Mit einer traditionellen Grindwaljagd setzt der Roman ein. Auch der 70-jährige Ketil und sein jüngster Sohn Kálvur nehmen daran teil. Sie sind zu Fuß zum Fjord gewandert, nicht im Auto gefahren, sie setzen sich bei der Treibjagd in ein Ruderboot und nicht in einen der modernen Motorboote. Ketil hängt an der alten Zeit, das was sich in den 1930er Jahren um ihn herum auf den Inseln und in den Fischerdorfern verändert, all diese neuen Errungenschaften der Technik und des Fortschritts verunsichern ihn. Doch im Überschwang des Walfischens kann er seine Sorgen und Bedenken über Bord werfen, für einen Augenblick die Not vergessen. Bei der Jagd ist alles wie früher.
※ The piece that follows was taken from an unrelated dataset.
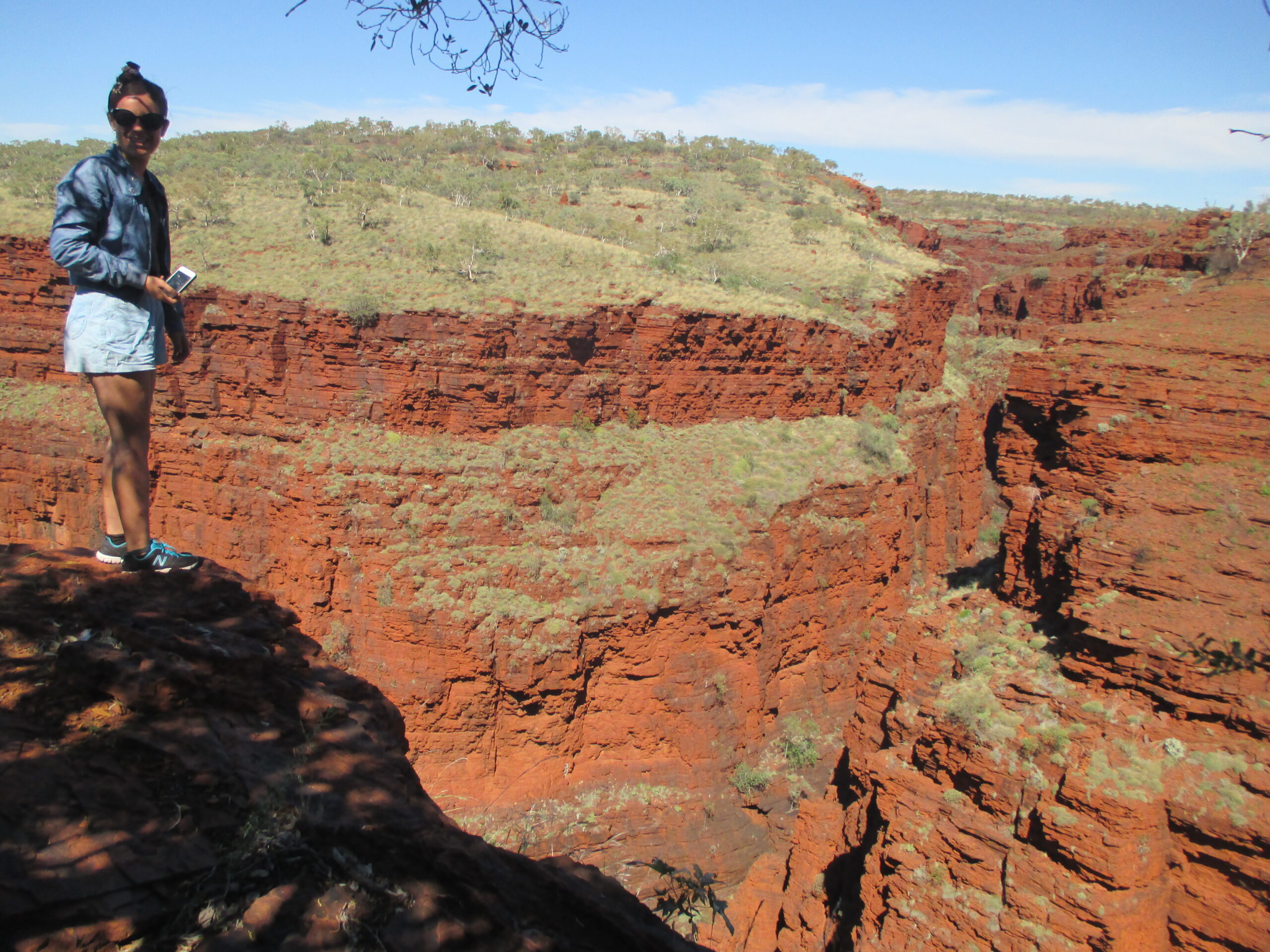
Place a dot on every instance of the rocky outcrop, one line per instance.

Am Tag darauf liegen große Haufen von Grindwalfleisch vor jeder Tür in Seyrvágur, man salzte es ein und hängte es zum Trocknen auf, stimmte dabei alte Heldenballaden an und alle Gesichter strahlten bei der Arbeit. Es qualmte aus jedem Haus von großen Kochfeuern und bettlägrige Greise krochen vors Haus hinaus, wie immer, wenn große Jagdbeute ins Dorf gebracht wird.
Aufgereizt von der erfolgreichen Waljagd und berauscht von einer gehörigen Portion Alkohol ersteigert Ketil bei der anschließenden Auktion einen viel zu großen Anteil an der Beute. Begleichen muss er die Schuld erst am kommenden Neujahrstag, es bleiben also rund sechs Monate Zeit, das nötige Geld aufzutreiben. Aber wie?
Es war diese Grindwalrechnung, die ihnen im Kopf herumspukte. Die Frau war am schlimmsten. Sie warf Vater und Sohn vor, dass sie das Haus ins Verderben gestürzt hätten, weil sie die Grindwalrechnung nicht bezahlen konnten; sie waren in Schulden geraten, die größte Schande, die ihnen zustoßen konnte, war, verachtenswerte Schuldengauner zu sein. Und sie heulte Rotz und Wasser.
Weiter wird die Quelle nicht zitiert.